BucketIdBuilder makes it possible to build BucketId with values substituted from the dynamic properties associated with each individual request. See usage examples in the docs to bucket_id_builder field.

{
  "bucket_id_builder": {...}
}
bucket_id_builder

(repeated map<string, extensions.filters.http.rate_limit_quota.v3.RateLimitQuotaBucketSettings.BucketIdBuilder.ValueBuilder>) The map translated into the BucketId map.

The string key of this map and becomes the key of BucketId map as is.

The ValueBuilder value for the key can be:

  • static StringValue string_value — becomes the value in the BucketId map as is.

  • dynamic TypedExtensionConfig custom_value — evaluated for each request. Must produce a string output, which becomes the value in the the BucketId map.

See usage examples in the docs to bucket_id_builder field.
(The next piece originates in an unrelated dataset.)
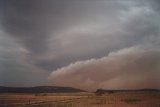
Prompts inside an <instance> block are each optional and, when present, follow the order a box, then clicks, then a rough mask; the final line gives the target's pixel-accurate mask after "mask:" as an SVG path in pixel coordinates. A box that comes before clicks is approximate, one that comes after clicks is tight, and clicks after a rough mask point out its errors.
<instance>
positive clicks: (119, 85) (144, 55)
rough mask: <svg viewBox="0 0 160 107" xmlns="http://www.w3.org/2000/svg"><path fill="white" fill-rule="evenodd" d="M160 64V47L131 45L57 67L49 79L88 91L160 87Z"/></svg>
mask: <svg viewBox="0 0 160 107" xmlns="http://www.w3.org/2000/svg"><path fill="white" fill-rule="evenodd" d="M159 65H160V50H159V49H150V48H143V47H131V48H126V49H122V50H119V51H117V52H112V53H110V54H109V55H108V56H105V57H102V58H100V59H90V60H86V61H79V62H76V63H73V64H71V65H69V66H66V67H63V68H61V69H57V70H56V71H53V72H52V74H51V75H50V77H49V83H50V85H61V86H71V87H76V88H80V89H85V90H89V91H93V90H94V91H95V90H96V89H97V88H104V89H139V88H160V85H159V82H158V81H159V76H160V72H159V70H160V67H159Z"/></svg>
extensions.filters.http.rate_limit_quota.v3.RateLimitQuotaBucketSettings.BucketIdBuilder.ValueBuilder

[extensions.filters.http.rate_limit_quota.v3.RateLimitQuotaBucketSettings.BucketIdBuilder.ValueBuilder proto]
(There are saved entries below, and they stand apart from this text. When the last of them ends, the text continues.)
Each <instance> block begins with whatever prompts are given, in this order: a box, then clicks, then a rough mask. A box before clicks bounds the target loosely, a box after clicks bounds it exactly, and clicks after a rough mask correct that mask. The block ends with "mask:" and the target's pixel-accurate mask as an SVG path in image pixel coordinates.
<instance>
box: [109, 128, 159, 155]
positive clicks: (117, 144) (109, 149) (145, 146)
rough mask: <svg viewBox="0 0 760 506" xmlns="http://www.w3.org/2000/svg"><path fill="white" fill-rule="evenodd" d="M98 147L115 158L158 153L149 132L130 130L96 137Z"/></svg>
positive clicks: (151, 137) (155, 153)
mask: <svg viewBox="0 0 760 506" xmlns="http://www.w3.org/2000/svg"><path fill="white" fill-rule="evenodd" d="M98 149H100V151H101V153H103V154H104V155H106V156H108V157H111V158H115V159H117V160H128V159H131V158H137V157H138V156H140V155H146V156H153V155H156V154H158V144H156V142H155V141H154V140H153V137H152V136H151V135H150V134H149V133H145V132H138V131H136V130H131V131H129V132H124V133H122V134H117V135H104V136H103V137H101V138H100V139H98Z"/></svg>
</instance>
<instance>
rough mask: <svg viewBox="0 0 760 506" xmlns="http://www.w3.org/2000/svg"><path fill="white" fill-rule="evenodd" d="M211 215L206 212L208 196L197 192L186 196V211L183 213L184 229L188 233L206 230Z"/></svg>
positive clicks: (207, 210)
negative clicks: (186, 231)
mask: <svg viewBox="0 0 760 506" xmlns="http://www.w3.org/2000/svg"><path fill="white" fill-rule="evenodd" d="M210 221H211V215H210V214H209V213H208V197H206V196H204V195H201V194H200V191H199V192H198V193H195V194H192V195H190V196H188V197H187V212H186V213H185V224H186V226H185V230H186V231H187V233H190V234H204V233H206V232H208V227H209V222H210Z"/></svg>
Produces the value of the BucketId map.

{
  "string_value": ...,
  "custom_value": {...}
}
string_value

(string) Static string value — becomes the value in the BucketId map as is.

Precisely one of string_value, custom_value must be set.

custom_value

(config.core.v3.TypedExtensionConfig) Dynamic value — evaluated for each request. Must produce a string output, which becomes the value in the BucketId map. For example, extensions with the envoy.matching.http.input category can be used.

Precisely one of string_value, custom_value must be set.